Burnout as a performance metric?

At some point, exhaustion stopped being a warning sign and started being treated like evidence of value.

But the data tells a different story.

In Canada, roughly one in three workers reports feeling burned out often or always. Women report higher rates of emotional exhaustion and role overload than men across national workplace surveys.

Globally, the pattern intensifies.

According to McKinsey & Company’s Women in the Workplace research, women are more likely than men to report burnout symptoms, and more likely to consider leaving their roles as a result.
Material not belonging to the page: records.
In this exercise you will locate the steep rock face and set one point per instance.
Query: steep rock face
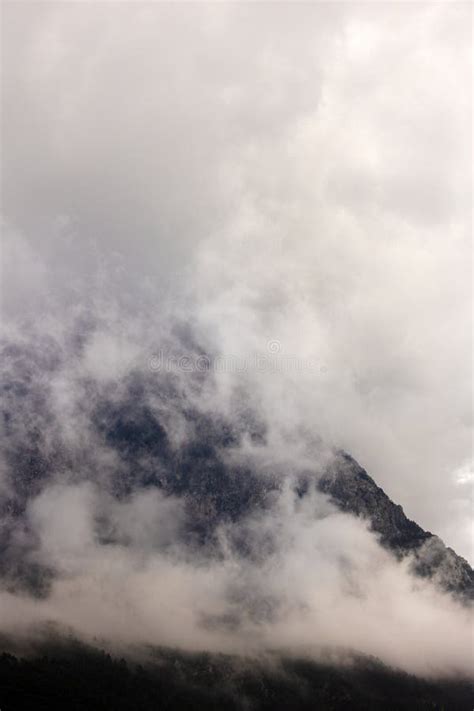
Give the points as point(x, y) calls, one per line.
point(146, 431)
point(353, 490)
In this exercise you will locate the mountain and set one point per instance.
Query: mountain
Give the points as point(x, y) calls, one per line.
point(155, 434)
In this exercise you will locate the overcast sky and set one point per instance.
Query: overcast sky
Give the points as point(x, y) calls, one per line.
point(291, 173)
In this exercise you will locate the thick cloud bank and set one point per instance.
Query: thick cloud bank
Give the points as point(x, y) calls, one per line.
point(283, 189)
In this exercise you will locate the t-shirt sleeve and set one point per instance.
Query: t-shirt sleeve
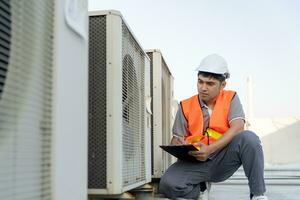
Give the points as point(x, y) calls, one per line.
point(180, 124)
point(236, 109)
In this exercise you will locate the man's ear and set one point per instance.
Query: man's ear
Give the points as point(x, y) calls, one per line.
point(223, 84)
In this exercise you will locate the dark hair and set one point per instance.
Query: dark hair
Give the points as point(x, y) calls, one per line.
point(219, 77)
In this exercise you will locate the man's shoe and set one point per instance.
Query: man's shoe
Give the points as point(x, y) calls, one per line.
point(204, 195)
point(262, 197)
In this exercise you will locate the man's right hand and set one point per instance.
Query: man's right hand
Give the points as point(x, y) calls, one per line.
point(177, 140)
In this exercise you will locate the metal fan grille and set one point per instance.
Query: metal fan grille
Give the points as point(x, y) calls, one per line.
point(5, 35)
point(133, 109)
point(26, 99)
point(166, 112)
point(97, 103)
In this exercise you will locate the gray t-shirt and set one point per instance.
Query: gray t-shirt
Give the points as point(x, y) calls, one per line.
point(180, 124)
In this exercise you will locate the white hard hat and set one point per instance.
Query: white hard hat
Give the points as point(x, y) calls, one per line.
point(214, 64)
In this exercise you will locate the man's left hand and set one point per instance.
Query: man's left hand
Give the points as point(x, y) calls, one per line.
point(203, 153)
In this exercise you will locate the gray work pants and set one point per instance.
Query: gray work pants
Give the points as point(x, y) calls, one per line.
point(183, 177)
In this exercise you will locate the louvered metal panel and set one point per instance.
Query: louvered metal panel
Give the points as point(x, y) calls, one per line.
point(97, 102)
point(26, 99)
point(133, 101)
point(162, 94)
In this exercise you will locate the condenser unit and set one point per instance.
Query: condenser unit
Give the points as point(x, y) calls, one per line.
point(119, 124)
point(162, 108)
point(43, 99)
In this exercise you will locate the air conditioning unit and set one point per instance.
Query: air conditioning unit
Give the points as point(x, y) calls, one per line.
point(43, 99)
point(119, 123)
point(162, 107)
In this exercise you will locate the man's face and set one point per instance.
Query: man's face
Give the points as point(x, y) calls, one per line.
point(209, 88)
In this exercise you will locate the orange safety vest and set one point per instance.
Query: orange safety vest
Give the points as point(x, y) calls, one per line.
point(218, 123)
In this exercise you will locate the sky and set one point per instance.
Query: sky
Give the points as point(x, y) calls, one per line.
point(259, 39)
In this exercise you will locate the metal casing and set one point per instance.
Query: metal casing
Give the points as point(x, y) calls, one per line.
point(162, 107)
point(43, 129)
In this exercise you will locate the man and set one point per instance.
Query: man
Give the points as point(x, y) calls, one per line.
point(214, 121)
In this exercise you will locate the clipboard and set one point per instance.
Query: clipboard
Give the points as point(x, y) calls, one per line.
point(181, 151)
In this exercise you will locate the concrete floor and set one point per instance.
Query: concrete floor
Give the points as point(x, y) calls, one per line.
point(239, 192)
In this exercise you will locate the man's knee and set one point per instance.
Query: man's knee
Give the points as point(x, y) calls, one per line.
point(172, 188)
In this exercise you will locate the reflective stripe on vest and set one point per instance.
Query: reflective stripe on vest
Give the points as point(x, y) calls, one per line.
point(218, 122)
Senior-level women, the very leaders companies claim they want to retain, report some of the highest burnout rates.

This isn't a motivation gap.

It's a design flaw.

How Exhaustion Became a Signal of Value

Culturally, we’ve redefined commitment.

Long hours signal seriousness.
Immediate responses signal ambition.
Visible fatigue signals importance.

Presence becomes the proxy for performance.

But Harvard Business Review research consistently shows that burnout correlates with lower engagement, higher absenteeism, and increased turnover intent. Employees experiencing burnout are significantly more likely to disengage or exit.

Burnout does not predict loyalty.
It predicts attrition.

In Canada, stress-related disability claims and lost productivity tied to mental health cost employers billions annually. The World Health Organization classifies burnout as chronic workplace stress that has not been successfully managed.

This isn't a wellness problem.

It's an operating model problem.

Women Are Carrying More Than Their Share

Burnout is not evenly distributed.

Statistics Canada consistently reports that women perform more unpaid labour than men — even when employed full-time. McKinsey refers to this as the “double shift”: professional responsibility layered on top of disproportionate care and coordination work.

Women are more likely to report:

  • Emotional exhaustion

  • Role overload

  • Stress tied to conflicting expectations

Invisible labour — emotional management, coordination, relational maintenance — rarely appears in compensation models or promotion criteria. Yet organizations rely on it daily.

When burnout is normalized, the system quietly depends on women to absorb excess workload.

We call it resilience.
It is extraction.

If burnout were personal weakness, it would be randomly distributed.

It isn’t.

It clusters by gender, caregiving status, and organizational culture.

That is structural.

Burnout Is a Systems Problem

Meditation apps can't fix misaligned incentives.
Resilience training can't compensate for unclear priorities.
Self-care can't substitute for system care.

High-performing organizations — as documented repeatedly in HBR and McKinsey performance studies — are built on clarity of expectations, disciplined workload allocation, and shared accountability.

Speed without structure erodes performance.

Burnout is expensive because it's structural. Roles are designed without limits. Expectations are set without resources. And when strain becomes visible, responsibility is pushed downward.

But misaligned systems are not fixed at the individual level. They are redesigned at the leadership level.

A Better Measure of Performance

What if effectiveness replaced exhaustion as the signal?

What if we measured:

  • Output instead of availability

  • Clarity instead of chaos

  • Sustainability instead of sacrifice

Well-designed work doesn't require people to hollow themselves out to succeed.

Burnout isn't evidence of dedication.

It is evidence of system failure.

The BFT Take

We're not interested in glorifying survival.

We're interested in studying the women who refused to normalize depletion — the founders, operators, and executives who redesigned workflows, restructured expectations, and rebuilt cultures around clarity and leverage.

The future of women’s work won't be powered by exhaustion.

It will be built by leaders who understand that sustainable performance compounds and that the real competitive advantage isn’t who can endure the most.

It’s who can build the smartest system.